There’s not much going on at the federal level for gun rights activists to get excited about. With the sunset of the 1994 Assault Weapon Ban, there’s only so much going on to focus attention on.
One of the thing that is there happens to be the Hearing Protection Act. That bill legalizes suppressors, treating them less as deadly weapons accessories (which they’re really not) and more as safety devices (which they are). The bill is currently in committee, but that doesn’t mean it’s not generating some controversy.
As Guns.com reports, gun grabbers are claiming the record number of sales of suppressors is proof we don’t need the new law.
“It’s no accident that the number of silencers registered with ATF has more than quadrupled in the past seven years, from just over 285,000 in 2010 to over 1,360,000 in 2016,” said Peter Ambler, executive director of the group. “Aggressive marketing campaigns have skyrocketed the popularity of silencers among gun enthusiasts, which is why it should come as no surprise that the gun lobby is now aiming to gut long-standing laws that were designed to protect public safety in order to continue boosting their bottom line by making this product even easier to buy.”
In their statement, the group contends that 83-years of strict NFA regulation have meant the devices are rarely used in crime and that deregulation would lead to private sales of suppressors away from the current lengthy background check process and $200 tax on each transfer, with the result being a threat to public safety.
Oh, those sweet, idiotic fools.
In a free society, the onus isn’t on us to prove a law should be repealed, the onus is on those who support it to prove the law is needed. They need to prove that unregistered suppressors are a menace to society…and they can’t.
The closest they can do is show a few movies, but suppressors in the real world aren’t like “silencers” in the movies. They don’t make things whisper quiet because bullets traveling at supersonic speeds will still create noise. You see, there’s this little thing called “the sound barrier.” Ask Chuck Yeager what happens when you go faster than that speed.
Hell, ask anyone who has lived near a base with Navy or Air Force jets for that matter.
Breaking the sound barrier creates noise. A lot of it. That means that any noise that could benefit criminals would still exist. All a suppressor really does is allow those who shoot regularly to not need hot, stuffy ear muffs or uncomfortable ear plugs when they shoot.
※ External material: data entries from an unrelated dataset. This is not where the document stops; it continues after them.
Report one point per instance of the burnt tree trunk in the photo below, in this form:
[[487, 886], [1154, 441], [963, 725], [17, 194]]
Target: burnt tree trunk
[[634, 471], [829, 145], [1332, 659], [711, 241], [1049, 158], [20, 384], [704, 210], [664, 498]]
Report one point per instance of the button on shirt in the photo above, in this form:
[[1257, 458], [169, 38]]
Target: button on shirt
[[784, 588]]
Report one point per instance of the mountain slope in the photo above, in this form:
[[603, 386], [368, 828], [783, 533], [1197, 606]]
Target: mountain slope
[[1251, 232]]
Further, just because a record number of people are buying them doesn’t mean the regulations aren’t burdensome. They are. It’s the sole reason I don’t have any. No one should have to go to a government official, hat in hand, and grovel for permission to buy a product used in the exercise of one’s constitutionally protected right. Period.
What do you think? Should suppressors be bought off the shelf, or are they too dangerous for the average joe to own?